Before our America-defending driver dropped us at the hotel in Istanbul, he gave a stern warning not to venture into the neighborhood after dark. “Not good at night,” he said. Bordered on two sides by Taksim Gazi Park, part of Taksim Square, the site of terror-related explosions in 2010 and 2014 as well as violent May Day protests for the previous three years, one could argue that perhaps it’s not so good during the day either.


Our only brush with crime however was a taxi scam. After visiting the Spice Bazaar, we attempted to negotiate a taxi fare back to our hotel with one of only three available drivers near the market. The three drivers colluded and agreed on an outrageous 45 Turkish Lira– triple what we had paid for the ten-minute ride to get there. With a little more familiarity, we’d have simply found a bus stop and skipped the taxis. But with less than an hour until our shuttle to the cruise port, we caved to their demands. Less than five minutes into the meterless ride we found ourselves being forced out of the cab in a tunnel beneath– you guessed it– Taksim Square. “You walk,” he said, pointing to the nearby escalator that serviced the Metro station. “No, you drive to hotel,” we attempted weakly, but he was in control of the situation and we all knew it.


It was a tense walk, skirting the park, rather than crossing it, with more than a couple of backward glances. Lesson learned and no real harm done.
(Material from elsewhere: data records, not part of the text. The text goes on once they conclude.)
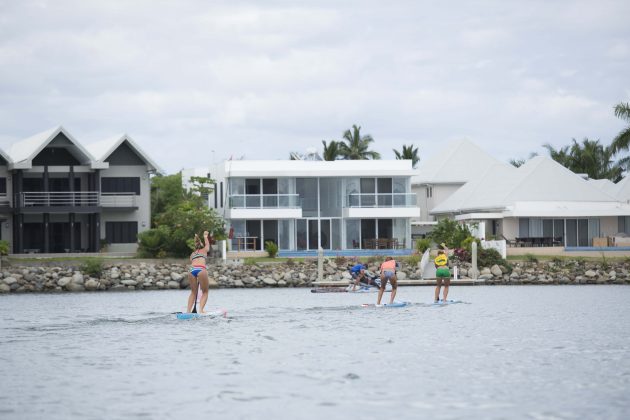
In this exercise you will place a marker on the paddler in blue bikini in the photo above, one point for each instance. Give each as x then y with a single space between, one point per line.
198 275
442 273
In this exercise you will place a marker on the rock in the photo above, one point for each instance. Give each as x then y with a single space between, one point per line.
74 287
91 284
495 270
77 278
9 280
62 282
269 281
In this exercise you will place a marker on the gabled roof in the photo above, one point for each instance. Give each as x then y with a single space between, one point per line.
24 151
541 179
104 148
456 163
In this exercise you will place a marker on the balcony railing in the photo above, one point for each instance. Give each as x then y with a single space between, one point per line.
76 199
381 200
264 201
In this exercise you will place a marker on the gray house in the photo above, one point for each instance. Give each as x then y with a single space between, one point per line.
58 196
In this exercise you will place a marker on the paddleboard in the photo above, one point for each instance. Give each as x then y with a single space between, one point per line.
447 302
386 305
215 313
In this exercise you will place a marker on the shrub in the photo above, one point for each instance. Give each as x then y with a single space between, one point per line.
413 260
4 247
422 245
272 249
450 232
531 258
93 267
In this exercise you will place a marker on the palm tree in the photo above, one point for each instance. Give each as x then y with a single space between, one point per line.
622 140
357 146
331 150
408 153
590 157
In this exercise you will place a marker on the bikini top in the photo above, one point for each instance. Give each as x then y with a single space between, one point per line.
196 255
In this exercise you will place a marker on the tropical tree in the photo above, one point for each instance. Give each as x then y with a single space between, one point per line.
408 153
357 147
589 157
332 150
622 140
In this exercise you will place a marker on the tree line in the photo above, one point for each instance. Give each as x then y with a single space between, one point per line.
591 157
355 146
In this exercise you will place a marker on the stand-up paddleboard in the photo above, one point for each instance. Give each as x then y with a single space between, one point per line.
446 302
387 305
215 313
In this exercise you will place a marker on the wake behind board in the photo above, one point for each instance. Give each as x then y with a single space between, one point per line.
446 302
215 313
387 305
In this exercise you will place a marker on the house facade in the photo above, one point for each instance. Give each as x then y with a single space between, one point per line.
303 205
57 196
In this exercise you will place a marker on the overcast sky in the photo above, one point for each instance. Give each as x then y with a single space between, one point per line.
262 78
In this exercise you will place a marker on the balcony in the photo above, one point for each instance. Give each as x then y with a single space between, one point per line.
73 199
264 206
388 205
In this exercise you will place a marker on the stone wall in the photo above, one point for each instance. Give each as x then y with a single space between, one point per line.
162 275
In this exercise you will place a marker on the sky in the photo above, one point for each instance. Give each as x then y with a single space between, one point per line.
196 82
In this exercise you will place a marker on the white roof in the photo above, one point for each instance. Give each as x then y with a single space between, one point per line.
605 185
24 151
540 180
622 189
456 163
305 168
104 148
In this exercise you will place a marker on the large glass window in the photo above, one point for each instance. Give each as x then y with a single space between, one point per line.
307 189
353 235
121 232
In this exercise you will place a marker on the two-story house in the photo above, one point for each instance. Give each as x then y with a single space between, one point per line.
58 196
303 205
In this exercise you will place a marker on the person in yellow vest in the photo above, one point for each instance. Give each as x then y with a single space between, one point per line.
388 273
442 273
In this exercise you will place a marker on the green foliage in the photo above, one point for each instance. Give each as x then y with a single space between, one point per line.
356 146
531 258
422 245
413 260
408 153
272 249
93 267
4 247
450 232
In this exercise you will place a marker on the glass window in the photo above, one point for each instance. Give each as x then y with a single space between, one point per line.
353 236
523 227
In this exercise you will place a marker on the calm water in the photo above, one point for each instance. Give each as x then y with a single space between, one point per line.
510 352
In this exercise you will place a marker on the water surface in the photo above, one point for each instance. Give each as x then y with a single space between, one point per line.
539 352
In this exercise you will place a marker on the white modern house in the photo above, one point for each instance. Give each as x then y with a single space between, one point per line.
57 195
445 173
302 205
540 203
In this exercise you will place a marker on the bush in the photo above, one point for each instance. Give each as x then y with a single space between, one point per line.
4 247
422 245
272 249
450 232
93 267
531 258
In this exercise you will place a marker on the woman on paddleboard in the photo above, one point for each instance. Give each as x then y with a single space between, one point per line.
198 275
442 273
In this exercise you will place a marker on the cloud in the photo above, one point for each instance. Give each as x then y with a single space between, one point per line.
262 79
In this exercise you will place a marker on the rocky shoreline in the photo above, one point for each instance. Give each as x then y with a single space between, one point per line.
130 275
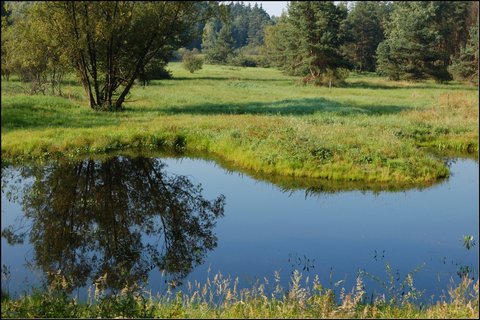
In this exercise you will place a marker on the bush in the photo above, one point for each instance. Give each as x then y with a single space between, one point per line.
192 61
330 77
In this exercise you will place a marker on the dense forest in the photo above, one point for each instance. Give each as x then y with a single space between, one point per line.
321 41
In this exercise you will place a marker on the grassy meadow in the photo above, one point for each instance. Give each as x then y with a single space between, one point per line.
371 130
220 298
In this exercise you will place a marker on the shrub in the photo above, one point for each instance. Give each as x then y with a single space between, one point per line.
192 61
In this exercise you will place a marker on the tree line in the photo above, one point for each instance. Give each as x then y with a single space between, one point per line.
111 45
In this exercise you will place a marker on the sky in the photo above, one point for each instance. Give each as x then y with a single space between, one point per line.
273 8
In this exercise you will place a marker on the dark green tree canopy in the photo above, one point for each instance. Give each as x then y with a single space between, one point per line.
365 25
111 42
421 36
307 41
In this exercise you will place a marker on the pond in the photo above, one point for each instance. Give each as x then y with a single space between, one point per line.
170 221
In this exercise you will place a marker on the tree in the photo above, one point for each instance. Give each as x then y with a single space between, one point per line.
307 41
30 51
365 22
192 61
110 42
413 46
223 47
209 37
465 63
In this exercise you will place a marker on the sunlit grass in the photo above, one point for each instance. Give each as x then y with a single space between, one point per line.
220 297
372 130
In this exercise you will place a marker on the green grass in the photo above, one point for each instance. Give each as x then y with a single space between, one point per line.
371 131
220 298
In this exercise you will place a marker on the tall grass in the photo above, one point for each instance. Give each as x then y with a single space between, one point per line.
372 130
220 297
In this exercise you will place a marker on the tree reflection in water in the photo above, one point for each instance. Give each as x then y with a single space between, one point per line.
122 217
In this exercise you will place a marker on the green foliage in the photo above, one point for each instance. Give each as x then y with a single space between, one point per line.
373 127
419 39
28 50
465 65
307 41
192 61
365 23
111 43
220 298
155 69
222 49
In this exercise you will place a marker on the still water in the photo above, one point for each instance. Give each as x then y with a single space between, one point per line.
171 220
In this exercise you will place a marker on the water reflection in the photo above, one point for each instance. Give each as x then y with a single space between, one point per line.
121 217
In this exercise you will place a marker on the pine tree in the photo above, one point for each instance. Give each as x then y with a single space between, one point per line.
307 42
411 50
365 25
465 64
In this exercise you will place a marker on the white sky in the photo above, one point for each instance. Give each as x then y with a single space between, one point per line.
273 8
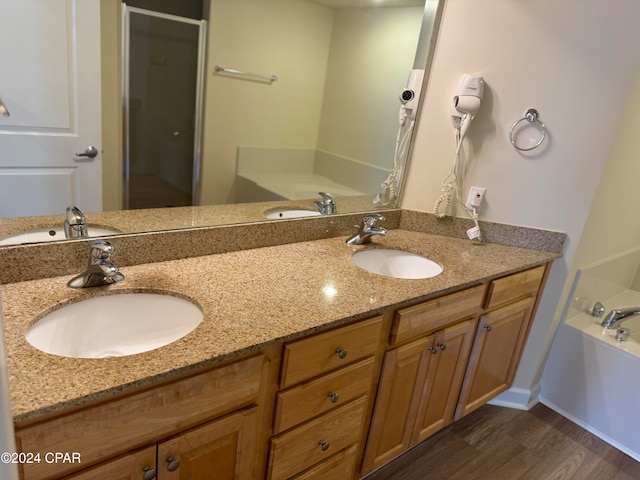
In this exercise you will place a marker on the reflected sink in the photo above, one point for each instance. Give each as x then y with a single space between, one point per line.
277 213
114 325
396 263
38 235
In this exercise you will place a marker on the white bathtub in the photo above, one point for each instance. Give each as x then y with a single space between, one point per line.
591 378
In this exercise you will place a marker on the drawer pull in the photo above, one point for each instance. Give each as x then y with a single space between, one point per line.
172 464
149 473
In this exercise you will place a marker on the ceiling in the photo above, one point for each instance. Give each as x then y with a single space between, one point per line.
368 3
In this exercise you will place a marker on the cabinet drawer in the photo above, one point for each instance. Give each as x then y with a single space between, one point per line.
300 448
431 315
341 465
106 430
317 396
313 356
519 285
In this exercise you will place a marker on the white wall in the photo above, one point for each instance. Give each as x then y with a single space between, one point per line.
240 112
574 61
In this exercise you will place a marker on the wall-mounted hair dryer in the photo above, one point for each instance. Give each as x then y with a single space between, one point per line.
466 103
410 96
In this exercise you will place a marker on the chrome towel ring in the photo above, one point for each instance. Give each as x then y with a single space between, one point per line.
530 116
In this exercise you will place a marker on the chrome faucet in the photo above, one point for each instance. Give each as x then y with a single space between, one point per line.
100 271
367 230
617 316
327 206
75 225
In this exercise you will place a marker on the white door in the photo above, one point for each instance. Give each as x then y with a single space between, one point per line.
50 84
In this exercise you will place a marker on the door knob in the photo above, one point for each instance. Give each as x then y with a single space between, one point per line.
90 152
172 464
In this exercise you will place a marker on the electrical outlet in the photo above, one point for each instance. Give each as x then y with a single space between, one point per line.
476 195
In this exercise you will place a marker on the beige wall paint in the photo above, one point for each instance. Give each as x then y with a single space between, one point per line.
369 53
236 111
111 105
613 224
572 61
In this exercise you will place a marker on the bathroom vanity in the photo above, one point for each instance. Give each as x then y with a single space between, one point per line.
305 366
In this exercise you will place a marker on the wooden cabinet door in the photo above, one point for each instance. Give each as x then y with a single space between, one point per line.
450 354
221 450
495 356
132 466
401 383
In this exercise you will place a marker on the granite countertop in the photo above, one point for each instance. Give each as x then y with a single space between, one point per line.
250 299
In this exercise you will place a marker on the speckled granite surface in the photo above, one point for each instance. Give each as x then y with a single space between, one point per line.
250 299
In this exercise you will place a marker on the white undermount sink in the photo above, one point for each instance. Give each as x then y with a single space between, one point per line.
396 263
39 235
115 325
277 213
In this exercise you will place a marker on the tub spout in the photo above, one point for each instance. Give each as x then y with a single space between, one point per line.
617 316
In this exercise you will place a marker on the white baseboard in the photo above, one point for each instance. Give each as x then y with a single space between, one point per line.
518 398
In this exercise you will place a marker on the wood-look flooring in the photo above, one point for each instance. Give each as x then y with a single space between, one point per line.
495 443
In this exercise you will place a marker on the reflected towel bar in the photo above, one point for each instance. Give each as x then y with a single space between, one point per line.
268 78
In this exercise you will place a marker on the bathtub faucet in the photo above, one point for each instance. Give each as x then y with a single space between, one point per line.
327 206
616 316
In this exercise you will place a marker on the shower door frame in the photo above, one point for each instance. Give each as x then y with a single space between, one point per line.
199 100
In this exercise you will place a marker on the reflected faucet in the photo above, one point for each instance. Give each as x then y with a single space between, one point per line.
367 230
100 271
327 206
617 316
75 225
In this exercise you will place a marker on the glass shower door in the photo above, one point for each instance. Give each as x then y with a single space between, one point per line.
163 77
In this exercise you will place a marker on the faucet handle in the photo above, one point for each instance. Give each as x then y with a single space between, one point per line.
101 250
75 224
372 218
327 199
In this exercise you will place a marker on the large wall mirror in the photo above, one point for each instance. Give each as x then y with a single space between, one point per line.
296 97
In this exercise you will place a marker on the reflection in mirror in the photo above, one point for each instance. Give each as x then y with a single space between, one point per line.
319 112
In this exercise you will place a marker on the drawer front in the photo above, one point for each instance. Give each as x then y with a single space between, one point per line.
118 426
315 441
340 466
519 285
313 356
429 316
325 393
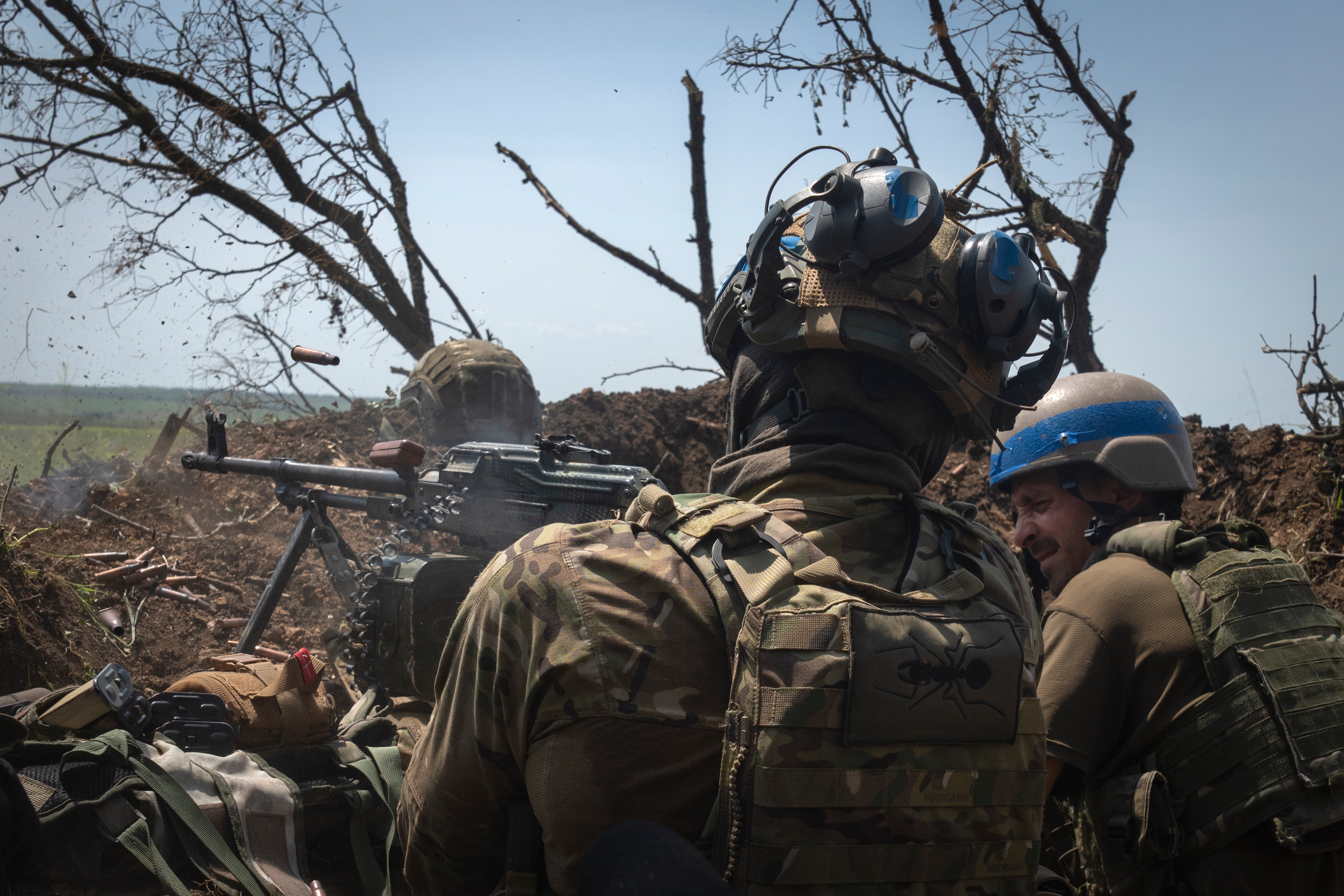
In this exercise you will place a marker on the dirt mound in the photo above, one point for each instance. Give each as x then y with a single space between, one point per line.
677 434
230 529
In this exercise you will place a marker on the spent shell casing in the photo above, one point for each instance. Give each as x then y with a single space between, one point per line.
116 573
139 575
314 357
183 597
107 557
111 619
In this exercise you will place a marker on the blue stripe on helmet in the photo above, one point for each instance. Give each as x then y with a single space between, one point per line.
1084 425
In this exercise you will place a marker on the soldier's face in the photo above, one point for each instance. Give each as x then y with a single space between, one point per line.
1050 526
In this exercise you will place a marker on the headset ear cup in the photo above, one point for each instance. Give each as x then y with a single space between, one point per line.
967 288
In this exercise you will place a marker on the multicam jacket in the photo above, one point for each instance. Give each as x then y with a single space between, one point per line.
588 674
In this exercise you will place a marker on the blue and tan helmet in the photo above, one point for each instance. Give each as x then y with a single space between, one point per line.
1122 424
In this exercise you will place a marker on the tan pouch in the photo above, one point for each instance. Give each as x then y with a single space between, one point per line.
269 704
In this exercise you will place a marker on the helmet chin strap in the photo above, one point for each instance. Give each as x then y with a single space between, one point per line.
1109 516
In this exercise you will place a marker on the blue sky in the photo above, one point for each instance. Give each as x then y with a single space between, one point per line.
1225 214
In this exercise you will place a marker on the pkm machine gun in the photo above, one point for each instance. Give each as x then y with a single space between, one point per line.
401 604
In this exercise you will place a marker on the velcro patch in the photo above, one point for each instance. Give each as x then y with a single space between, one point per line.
925 679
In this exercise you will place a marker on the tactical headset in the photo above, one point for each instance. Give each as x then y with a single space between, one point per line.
871 215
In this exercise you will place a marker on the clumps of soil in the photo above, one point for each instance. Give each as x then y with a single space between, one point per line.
229 529
677 436
232 530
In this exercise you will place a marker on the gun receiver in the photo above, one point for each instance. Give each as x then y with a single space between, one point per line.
401 604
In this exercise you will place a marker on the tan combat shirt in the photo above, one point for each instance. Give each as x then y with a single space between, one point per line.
586 672
1120 668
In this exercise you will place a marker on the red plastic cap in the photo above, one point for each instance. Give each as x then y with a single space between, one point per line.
400 453
306 666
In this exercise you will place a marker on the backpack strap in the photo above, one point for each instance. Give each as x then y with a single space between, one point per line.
124 823
743 553
381 767
167 789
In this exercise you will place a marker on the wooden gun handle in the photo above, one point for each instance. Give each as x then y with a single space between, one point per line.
400 453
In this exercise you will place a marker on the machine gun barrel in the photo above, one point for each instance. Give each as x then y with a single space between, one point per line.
484 493
285 471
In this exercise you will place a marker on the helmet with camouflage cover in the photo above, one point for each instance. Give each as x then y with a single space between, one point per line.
1122 424
880 268
470 390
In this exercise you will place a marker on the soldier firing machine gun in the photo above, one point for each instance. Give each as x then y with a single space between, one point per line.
401 605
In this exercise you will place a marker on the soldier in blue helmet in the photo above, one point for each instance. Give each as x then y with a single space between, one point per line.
1193 684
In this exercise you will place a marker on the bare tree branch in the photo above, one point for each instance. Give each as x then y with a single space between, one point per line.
230 107
670 365
1007 62
1327 422
699 202
634 261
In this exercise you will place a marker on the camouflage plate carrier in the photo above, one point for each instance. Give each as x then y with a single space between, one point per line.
1268 745
873 738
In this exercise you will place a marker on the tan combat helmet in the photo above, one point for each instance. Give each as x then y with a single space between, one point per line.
1122 424
470 390
877 266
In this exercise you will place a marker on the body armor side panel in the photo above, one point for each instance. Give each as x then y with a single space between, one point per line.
1265 746
871 738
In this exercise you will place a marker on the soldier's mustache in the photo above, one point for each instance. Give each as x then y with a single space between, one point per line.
1042 544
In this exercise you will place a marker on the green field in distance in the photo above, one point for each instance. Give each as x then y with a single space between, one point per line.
112 420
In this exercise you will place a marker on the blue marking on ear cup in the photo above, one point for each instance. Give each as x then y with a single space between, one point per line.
904 206
1007 257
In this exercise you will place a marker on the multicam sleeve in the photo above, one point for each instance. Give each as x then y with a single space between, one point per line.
468 767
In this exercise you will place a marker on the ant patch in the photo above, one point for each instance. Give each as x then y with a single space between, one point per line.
924 679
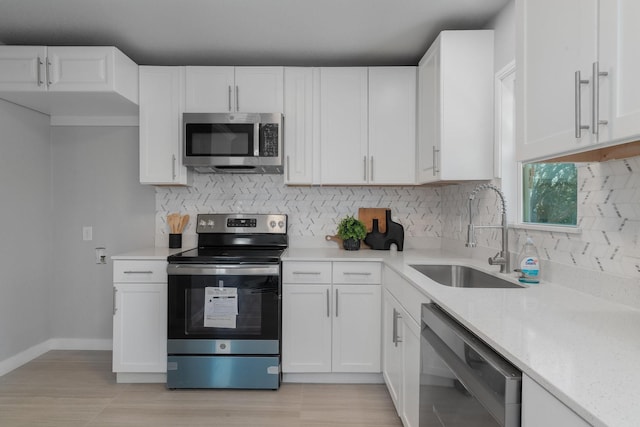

In Athens, pickpockets at the metro stations are a standard warning to tourists. We watched from a distance as one man quietly stalked a crowd of people waiting to transfer from train to bus, apparently looking for an unsuspecting mark.


To Go or Not to Go

In Istanbul, the experience of visiting sites like the Blue Mosque, the Hagia Sophia, and the Grand Bazaar cannot be duplicated elsewhere. And it’s not like there’s another Parthenon to see somewhere else, right? I would not be the first, nor likely the last, writer to say though, that a day or two are sufficient for either city. Use them as beginnings or endings for your Mediterranean journey as we did on our Silversea cruise and you will not likely be disappointed. In our short visits we managed to squeeze in all of the big attractions we set out to see, as well as a few we hadn’t planned on. We had time for tasting baklava, drinking a Greek beer at the foot of the Acropolis, and buying a pair of handmade sandals. We had time to watch the flurry of ferries crisscrossing the Bosphorus and time to contemplate life today and in millennia past in two of the world’s most fascinating cities.